LIFE IS SWEET
1990, Park Circus, 103 min, UK, Dir: Mike Leigh

This early example of Mike Leigh’s signature comedic-realist style follows a working-class family through a series of hilarious misfortunes during a few summer weeks in North London. Fostering improvisation among his actors to develop characters from the inside out, Leigh layers the film with idiosyncratic personalities, including the vaudevillian shop clerk Wendy (Alison Steadman), her naive chef-turned-businessman husband, Andy (Jim Broadbent), and their constantly bickering twins, Natalie (Claire Skinner) and Nicola (Jane Horrocks).
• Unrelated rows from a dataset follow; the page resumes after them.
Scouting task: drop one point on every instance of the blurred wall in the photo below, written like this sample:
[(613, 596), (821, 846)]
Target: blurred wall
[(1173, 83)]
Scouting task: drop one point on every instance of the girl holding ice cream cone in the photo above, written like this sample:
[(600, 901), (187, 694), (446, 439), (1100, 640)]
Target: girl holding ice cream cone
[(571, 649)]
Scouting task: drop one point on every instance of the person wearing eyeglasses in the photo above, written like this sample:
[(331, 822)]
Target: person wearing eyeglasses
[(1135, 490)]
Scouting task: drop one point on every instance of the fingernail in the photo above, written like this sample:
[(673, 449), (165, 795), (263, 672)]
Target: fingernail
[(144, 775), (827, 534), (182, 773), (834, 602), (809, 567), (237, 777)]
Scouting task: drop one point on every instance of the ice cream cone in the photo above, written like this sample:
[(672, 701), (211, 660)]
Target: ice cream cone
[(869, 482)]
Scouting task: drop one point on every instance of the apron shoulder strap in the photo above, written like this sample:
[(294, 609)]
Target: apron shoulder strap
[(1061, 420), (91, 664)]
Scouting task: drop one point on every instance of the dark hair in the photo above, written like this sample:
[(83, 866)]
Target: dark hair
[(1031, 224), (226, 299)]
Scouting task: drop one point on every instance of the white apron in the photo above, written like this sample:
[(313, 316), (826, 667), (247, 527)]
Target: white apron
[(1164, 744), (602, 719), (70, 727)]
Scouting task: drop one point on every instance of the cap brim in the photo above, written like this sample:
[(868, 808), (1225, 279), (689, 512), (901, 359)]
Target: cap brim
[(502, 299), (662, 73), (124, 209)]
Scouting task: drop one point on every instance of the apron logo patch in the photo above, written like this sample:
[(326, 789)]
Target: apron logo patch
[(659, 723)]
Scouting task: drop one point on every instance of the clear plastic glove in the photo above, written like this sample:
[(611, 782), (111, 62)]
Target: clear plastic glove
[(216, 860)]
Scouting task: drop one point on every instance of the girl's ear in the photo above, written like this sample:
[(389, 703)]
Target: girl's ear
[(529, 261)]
The story kicks into gear when Andy purchases a run-down food truck - a spontaneous decision that sends the family into chaos. “There are scenes here that are funnier than those of any other movie this year, and other scenes that weep with the pain of sad family secrets, and when it's over we have seen some kind of masterpiece. This is one of the best films of the year.” - Roger Ebert, Chicago Sun-Times.


VERA DRAKE
2004, Warner Bros., 125 min, UK/France, Dir: Mike Leigh

In this heart-wrenching story of injustice set in 1950s London, Imelda Staunton plays the selfless Vera Drake, a woman whose compassion leads to her downfall. A housecleaner, Vera works hard to care for her working-class family, while searching for ways to serve her community - one of which is performing abortions for young women. But this is a crime in the eyes of her government, and the abortions must be kept a secret, driving a wedge between Vera and everyone she loves. An Oscar nominee for Best Director, Best Actress and Best Original Screenplay (though it was filmed without a script), this thoughtful period piece remains surprisingly relevant. Featuring Eddie Marsan, Phil Davis, Lesley Manville and Sally Hawkins.


SECRETS & LIES
1996, Janus Films, 136 min, UK/France, Dir: Mike Leigh

After the death of her adoptive parents, black middle-class Londoner Hortense (Marianne Jean-Baptiste) is shocked to discover that her birth mother is white working-class Cynthia (Brenda Blethyn), a hard-drinking disaster completely at odds with the professional success of her estranged daughter. Blethyn and Jean-Baptiste are marvels as their characters learn how to relate to one another amidst the tumult of Cynthia’s own extended family life. Navigating the chaos and catharsis of fraying and reconfigured family ties, this winner of the 1996 Palme d’Or at Cannes (Blethyn also won for Best Actress) is a testament to the constant surprises that life sends our way. With Timothy Spall and Phyllis Logan.